One of the reasons why I joined JLL over five years ago was its international presence. Given my German background, I always wanted to be more connected internationally, and having access to a team of over 80,000 people in more than 300 offices across 80 countries made this firm the perfect outfit for me.
I say that because even after five years, I’m still amazed by the kinds of conversations I get to have with investors from around the globe about where they want to go.
Just a couple of weeks ago I had a meeting with a big international real estate investment fund in Los Angeles, which is owned by one of the biggest corporations in Japan. We discussed their investment criteria, including the target markets they would consider investing in: New York, Chicago, San Francisco, Los Angeles…the Gateway Cities.
“What about Dallas?” I asked.
And, here was the surprising reply: “Absolutely! We love Dallas with all its growth, infrastructure, transportation, etc. etc.”
It makes me so happy to see Dallas making the cut as it has always been considered secondary market and largely avoided by many international investors. Not to mention, that many investors did not know much about Dallas (outside of the TV show) and thought it was just another oil and gas producing Texas city.
Historically, cross-border buyers have mainly focused on office, industrial, and retail properties in the 24-hour Gateway Cities. However, this routine has been changing at an increasing rate in several ways.
First of all, multifamily apartments are now on of the international menu. In the past, international investors were not comfortable with the product type due to the short-term lease structure, but also did not like the fact that the majority of residential properties are built out of wood.

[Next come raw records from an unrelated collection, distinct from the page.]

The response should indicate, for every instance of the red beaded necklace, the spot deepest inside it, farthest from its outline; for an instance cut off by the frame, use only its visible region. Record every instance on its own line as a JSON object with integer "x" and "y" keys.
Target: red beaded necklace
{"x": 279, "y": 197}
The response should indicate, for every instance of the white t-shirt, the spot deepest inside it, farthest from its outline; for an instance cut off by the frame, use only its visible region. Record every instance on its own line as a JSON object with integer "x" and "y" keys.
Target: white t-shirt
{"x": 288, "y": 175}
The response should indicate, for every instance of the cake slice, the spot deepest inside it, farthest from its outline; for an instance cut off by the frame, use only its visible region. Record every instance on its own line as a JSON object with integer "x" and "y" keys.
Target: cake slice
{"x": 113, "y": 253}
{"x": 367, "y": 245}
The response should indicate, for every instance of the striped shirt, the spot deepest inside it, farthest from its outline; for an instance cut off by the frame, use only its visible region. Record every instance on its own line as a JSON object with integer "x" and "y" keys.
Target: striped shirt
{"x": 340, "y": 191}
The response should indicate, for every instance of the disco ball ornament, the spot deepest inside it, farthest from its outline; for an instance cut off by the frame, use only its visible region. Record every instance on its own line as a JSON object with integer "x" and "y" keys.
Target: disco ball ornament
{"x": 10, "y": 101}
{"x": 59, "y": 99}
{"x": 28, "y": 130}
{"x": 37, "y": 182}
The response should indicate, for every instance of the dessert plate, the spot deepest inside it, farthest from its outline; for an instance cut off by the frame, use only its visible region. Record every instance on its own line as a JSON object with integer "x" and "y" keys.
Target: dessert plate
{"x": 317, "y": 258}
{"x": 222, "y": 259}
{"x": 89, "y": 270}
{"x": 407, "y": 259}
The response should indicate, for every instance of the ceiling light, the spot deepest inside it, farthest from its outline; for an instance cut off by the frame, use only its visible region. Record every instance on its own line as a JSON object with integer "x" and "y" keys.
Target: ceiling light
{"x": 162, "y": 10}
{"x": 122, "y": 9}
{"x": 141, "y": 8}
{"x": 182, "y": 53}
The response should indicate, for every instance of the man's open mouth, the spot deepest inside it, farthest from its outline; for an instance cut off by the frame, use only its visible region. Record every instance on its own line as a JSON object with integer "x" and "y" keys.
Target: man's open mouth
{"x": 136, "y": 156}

The multifamily sector saw increased participation in 2018 from cross-border investors, reaching 9.4 percent of investment volume nationally compared to other product types. This figure is expected to grow and diversify in the future, as international investors seek to increase allocations.
The multifamily case is emerging, despite participation being only at 9 percent. This historically has been driven by Canadian groups, which understand the culture of rental housing. New groups are now emerging from other parts of the world—notably, Asia and Germany. We will see more of this capital, with groups adopting both urban and suburban strategies.
I also have more and more meetings with German family offices (which in a way, brings things a bit full circle for me) who are already invested in multifamily apartments here in DFW and are looking for more. I also know of various players who are working with Japanese investors to invest in wood-frame apartments 25 years and older to obtain very favorable depreciation and tax write-offs.
I am now more connected with international investors through the our global platform than ever before. I recently met with two investors from Japan who wanted me to educate them on the DFW apartment market. I asked them why all of a sudden they wanted to invest here. Their answer was very simple: “Toyota USA Headquarters is located here, so we think we should invest here.”
It’s a great feeling to be part of growing DFW position on the international investor map. I think our future here is bright, and I can’t wait to have even more of these kinds of conversations with investors from around the world.
Jorg Mast is an executive vice president at JLL.